Progress & Outcome Auditing

Progress and outcome based auditing and their implications with funding categorisation

There are two main auditing types in the Catalyst funding process which can be considered against how they impact funding categorisation.

Progress auditing

Progress auditing concerns the execution of a funded proposal. The community needs to know how a funded proposal is progressing and when execution is complete.

Relevance to funding categorisation

Progress auditing has little to no relevance to funding categorisation as this auditing is applied to every funded proposal regardless of what they are executing and trying to achieve. The purpose of progress auditing is to determine the amount of progress achieved by a given proposal and when that proposal is completed.

Responsibility for submission and audits

The funded proposer is responsible for submitting their progress updates. Full time contributors for Catalyst would be suitable candidates to be responsible for ensuring that progress reports are submitted and to respond to issues concerning proposal execution. The community can also be involved and can even be incentivised to be part of this process of auditing the progress of funded proposals.

Outcome auditing

Outcome auditing concerns whether the execution of a given funded proposal has met any the objectives set out by the community or set by the proposal team themselves. The community is looking to understand whether a funded proposal resulted in a positive impact or that helped push a certain objective forward in a positive direction.

Relevance to funding categorisation

Outcome auditing is highly relevant to funding categorisation. Funding categorisation deals with what proposal types can be submitted in the funding categorisation along with the budget that is made available to those proposal types. The funding that is available for certain proposal types will impact whether certain objectives can be met and what proposals the community will be able to audit against meeting those objectives.

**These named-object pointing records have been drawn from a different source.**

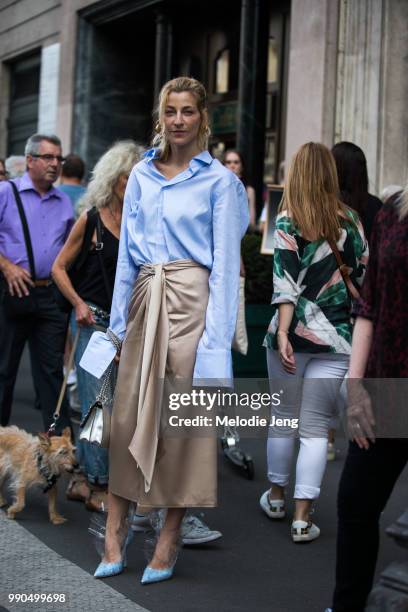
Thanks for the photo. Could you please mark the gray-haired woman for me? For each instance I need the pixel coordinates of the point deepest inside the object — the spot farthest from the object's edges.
(91, 298)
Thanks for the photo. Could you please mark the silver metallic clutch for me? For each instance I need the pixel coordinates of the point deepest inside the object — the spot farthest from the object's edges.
(95, 426)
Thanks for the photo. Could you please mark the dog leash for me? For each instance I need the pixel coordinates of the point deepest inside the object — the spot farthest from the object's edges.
(56, 414)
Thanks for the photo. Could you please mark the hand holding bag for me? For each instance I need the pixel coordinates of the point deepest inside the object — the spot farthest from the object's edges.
(95, 426)
(14, 306)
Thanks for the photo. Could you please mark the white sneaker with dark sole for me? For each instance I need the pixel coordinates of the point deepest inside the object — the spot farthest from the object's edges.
(274, 508)
(193, 530)
(303, 531)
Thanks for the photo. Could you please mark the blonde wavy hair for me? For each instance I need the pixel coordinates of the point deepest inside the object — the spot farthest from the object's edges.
(311, 193)
(117, 160)
(403, 204)
(179, 85)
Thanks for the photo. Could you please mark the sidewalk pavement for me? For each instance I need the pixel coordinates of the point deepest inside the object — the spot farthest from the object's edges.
(28, 566)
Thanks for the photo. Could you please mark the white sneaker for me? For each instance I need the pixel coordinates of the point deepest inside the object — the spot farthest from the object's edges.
(194, 531)
(303, 531)
(139, 522)
(274, 508)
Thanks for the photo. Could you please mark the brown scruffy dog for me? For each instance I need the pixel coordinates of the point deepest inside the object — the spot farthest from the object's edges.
(28, 460)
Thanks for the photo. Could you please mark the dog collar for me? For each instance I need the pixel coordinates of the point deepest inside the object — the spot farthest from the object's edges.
(45, 472)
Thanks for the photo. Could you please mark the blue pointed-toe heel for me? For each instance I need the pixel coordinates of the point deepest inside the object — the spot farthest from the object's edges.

Responsibility for submission and audits

The funded proposer is responsible for recording any metrics or feedback that help to provide evidence towards meeting objectives. Both full time Catalyst contributors and the whole community would be responsible for determining whether those results are accurate and whether the proposers did indeed meet or partially meet the objectives that were set out.

Summary

  • Guidance and processes are needed for the auditing of any proposal type surrounding their progress and execution. Progress auditing does not need to be tied to how funding categorisation decisions are made and how it is structured.

  • Funding categorisation needs to consider the impact on auditing around whether objectives are being met against the budget that has been distributed.

  • Auditing around outcome is an important consideration for funding categorisation however this does not mean that the auditing metrics must be attached to the funding categorisation itself. Instead it is just an acknowledgement they are interconnected.